Adding up BigDecimals using Streams

Original answer

Yes, this is possible:

List<BigDecimal> bdList = new ArrayList<>();
//populate list
BigDecimal result = bdList.stream()
        .reduce(BigDecimal.ZERO, BigDecimal::add);

What it does is:

1. Obtain a List<BigDecimal>.
2. Turn it into a Stream<BigDecimal>

3. Call the reduce method.

   3.1. We supply an identity value for addition, namely BigDecimal.ZERO.

   3.2. We specify the BinaryOperator<BigDecimal>, which adds two BigDecimal‘s, via a method reference BigDecimal::add.

Updated answer, after edit

I see that you have added new data, therefore the new answer will become:

List<Invoice> invoiceList = new ArrayList<>();
//populate
Function<Invoice, BigDecimal> totalMapper = invoice -> invoice.getUnit_price().multiply(invoice.getQuantity());
BigDecimal result = invoiceList.stream()
        .map(totalMapper)
        .reduce(BigDecimal.ZERO, BigDecimal::add);

It is mostly the same, except that I have added a totalMapper variable, that has a function from Invoice to BigDecimal and returns the total price of that invoice.

Then I obtain a Stream<Invoice>, map it to a Stream<BigDecimal> and then reduce it to a BigDecimal.

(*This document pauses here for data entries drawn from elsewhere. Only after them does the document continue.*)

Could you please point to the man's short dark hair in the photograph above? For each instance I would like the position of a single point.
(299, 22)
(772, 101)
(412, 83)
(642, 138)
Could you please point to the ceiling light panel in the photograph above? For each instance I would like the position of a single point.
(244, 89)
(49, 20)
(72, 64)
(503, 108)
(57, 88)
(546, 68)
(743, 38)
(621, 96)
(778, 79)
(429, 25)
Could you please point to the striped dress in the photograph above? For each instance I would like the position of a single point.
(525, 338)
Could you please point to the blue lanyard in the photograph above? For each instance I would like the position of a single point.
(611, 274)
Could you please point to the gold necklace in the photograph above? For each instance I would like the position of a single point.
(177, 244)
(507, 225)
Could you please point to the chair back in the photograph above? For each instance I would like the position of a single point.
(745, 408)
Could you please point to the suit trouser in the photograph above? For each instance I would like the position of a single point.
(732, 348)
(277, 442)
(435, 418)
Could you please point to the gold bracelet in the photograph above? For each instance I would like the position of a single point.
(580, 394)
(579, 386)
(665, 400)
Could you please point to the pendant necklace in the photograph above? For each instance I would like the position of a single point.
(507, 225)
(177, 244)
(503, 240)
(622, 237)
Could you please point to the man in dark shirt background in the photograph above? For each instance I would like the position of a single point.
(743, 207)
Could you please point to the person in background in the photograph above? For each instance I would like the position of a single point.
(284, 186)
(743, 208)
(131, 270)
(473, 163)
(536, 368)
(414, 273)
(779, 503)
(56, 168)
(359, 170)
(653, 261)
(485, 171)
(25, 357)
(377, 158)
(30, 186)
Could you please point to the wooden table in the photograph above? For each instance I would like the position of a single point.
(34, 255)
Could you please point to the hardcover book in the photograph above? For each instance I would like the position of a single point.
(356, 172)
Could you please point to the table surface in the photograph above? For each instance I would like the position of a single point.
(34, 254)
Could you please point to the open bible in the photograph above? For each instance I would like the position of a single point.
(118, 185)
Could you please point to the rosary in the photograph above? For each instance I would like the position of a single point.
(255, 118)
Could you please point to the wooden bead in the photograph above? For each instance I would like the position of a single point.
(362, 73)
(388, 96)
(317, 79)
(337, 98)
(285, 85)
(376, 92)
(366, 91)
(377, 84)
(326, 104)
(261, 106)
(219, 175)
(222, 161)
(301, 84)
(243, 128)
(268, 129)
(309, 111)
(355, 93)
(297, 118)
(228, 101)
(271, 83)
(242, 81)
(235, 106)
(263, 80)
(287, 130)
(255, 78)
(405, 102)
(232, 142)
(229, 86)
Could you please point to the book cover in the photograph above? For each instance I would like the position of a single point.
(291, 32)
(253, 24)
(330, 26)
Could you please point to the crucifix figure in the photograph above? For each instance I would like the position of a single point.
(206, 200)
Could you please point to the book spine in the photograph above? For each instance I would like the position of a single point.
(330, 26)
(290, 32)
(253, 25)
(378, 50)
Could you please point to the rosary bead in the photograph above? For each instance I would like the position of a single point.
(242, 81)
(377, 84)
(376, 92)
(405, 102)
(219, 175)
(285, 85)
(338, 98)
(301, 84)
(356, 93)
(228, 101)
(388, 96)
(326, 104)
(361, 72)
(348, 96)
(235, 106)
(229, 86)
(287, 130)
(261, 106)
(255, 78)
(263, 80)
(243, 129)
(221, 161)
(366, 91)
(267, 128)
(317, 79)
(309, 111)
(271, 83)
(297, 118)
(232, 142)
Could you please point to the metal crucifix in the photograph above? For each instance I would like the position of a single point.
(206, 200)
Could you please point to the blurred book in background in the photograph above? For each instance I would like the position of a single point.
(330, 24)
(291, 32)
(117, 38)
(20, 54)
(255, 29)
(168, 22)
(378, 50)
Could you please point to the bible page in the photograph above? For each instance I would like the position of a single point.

Now, from an OOP design point I would advice you to also actually use the total() method, which you have already defined, then it even becomes easier:

List<Invoice> invoiceList = new ArrayList<>();
//populate
BigDecimal result = invoiceList.stream()
        .map(Invoice::total)
        .reduce(BigDecimal.ZERO, BigDecimal::add);

Here we directly use the method reference in the map method.